Collapse based on the max value of a numeric field:

fq={!collapse field=field_name max=field_name}
 
Collapse based on the max value of a function. The cscore() function works only in the context of the CollapsinqQParserPlugin and returns the score of the current document being collapsed.

fq={!collapse field=field_name max=sum(cscore(),field(A))}
 
Collapse with a null policy:

fq={!collapse field=field_name nullPolicy=nullPolicy}

 
There are three null policies:

  • ignore : removes docs with a null value in the collapse field (default).
  • expand : treats each doc with a null value in the collapse field as a separate group.
  • collapse : collapses all docs with a null value into a single group using either highest score, or min/max.

Interaction With Other Solr Features

The CollapsingQParserPlugin creates a collapsed result set that is forwarded to the ranking collectors. So all downstream features are applied to the collapsed set.

Special consideration was made for the QueryElevationComponent so that elevated documents are never collapsed out of the result set.

The concept of “ngroups” in the standard Solr grouping goes away because the numFound in the search results reflects the total number of groups matched.

Facets will be computed on the collapsed set by default.

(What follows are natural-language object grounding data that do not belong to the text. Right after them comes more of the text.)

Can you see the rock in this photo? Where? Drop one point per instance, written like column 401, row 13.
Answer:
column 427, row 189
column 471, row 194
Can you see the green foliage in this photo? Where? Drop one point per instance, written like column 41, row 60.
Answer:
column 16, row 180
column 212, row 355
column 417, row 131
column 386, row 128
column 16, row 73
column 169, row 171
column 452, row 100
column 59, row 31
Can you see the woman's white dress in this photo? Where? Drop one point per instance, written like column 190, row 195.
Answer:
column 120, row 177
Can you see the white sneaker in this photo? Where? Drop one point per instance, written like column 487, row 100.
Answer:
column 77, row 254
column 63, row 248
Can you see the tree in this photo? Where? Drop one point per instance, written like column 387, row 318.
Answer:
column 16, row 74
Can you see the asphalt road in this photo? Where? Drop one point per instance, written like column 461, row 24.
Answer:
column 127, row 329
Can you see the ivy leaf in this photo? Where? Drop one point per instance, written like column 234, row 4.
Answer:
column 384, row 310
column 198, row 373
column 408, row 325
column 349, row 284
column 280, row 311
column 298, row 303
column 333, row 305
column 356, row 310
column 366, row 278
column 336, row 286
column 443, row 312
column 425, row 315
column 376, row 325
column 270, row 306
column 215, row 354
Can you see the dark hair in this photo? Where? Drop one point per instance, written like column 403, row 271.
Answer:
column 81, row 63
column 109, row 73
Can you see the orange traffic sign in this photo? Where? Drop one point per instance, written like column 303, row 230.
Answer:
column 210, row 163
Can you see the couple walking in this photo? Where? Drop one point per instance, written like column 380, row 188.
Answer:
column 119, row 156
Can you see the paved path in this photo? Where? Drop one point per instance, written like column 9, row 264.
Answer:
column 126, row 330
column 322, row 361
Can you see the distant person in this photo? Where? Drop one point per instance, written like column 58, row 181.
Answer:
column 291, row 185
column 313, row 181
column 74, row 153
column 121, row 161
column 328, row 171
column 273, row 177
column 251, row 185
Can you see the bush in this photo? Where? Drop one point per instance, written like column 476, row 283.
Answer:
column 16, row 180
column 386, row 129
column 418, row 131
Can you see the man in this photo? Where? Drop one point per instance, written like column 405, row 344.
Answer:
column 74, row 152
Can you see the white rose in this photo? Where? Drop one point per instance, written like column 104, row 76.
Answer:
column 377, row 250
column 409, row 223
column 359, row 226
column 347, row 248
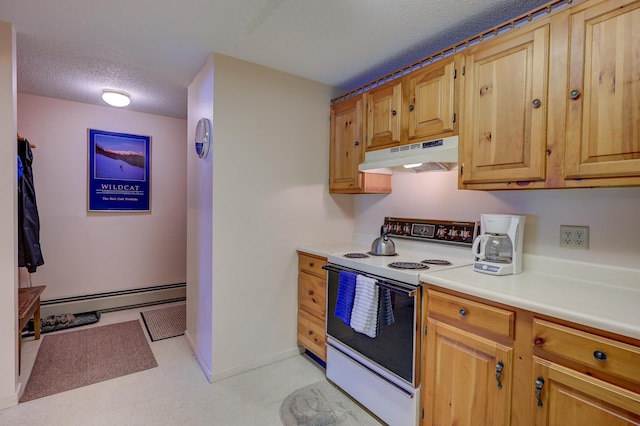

You can use the tag/exclude facet options to remove the CollapsingQParserPlugin filter query for specific facets if you want to see facet counts for the un-collapsed result set.

Distributed field collapse will work like a normal search, but you’ll need to keep all documents within the same group on the same shard.

So, How Does It Perform?

For it’s main design goal, which is to perform well when collapsing large result sets on high cardinality fields, it performs very well.

For example, in one performance test, a search with 10 million full results and 1 million collapsed groups:
Standard grouping with ngroups : 17 seconds.
CollapsingQParserPlugin: 300 milli-seconds.

Release Information

Solr 4.6: Initial release (SOLR-5027)
Solr 4.6.1: Bug fix release (SOLR-5416, SOLR-5408)
Solr 4.7: Function value collapse criteria was added (SOLR-5536).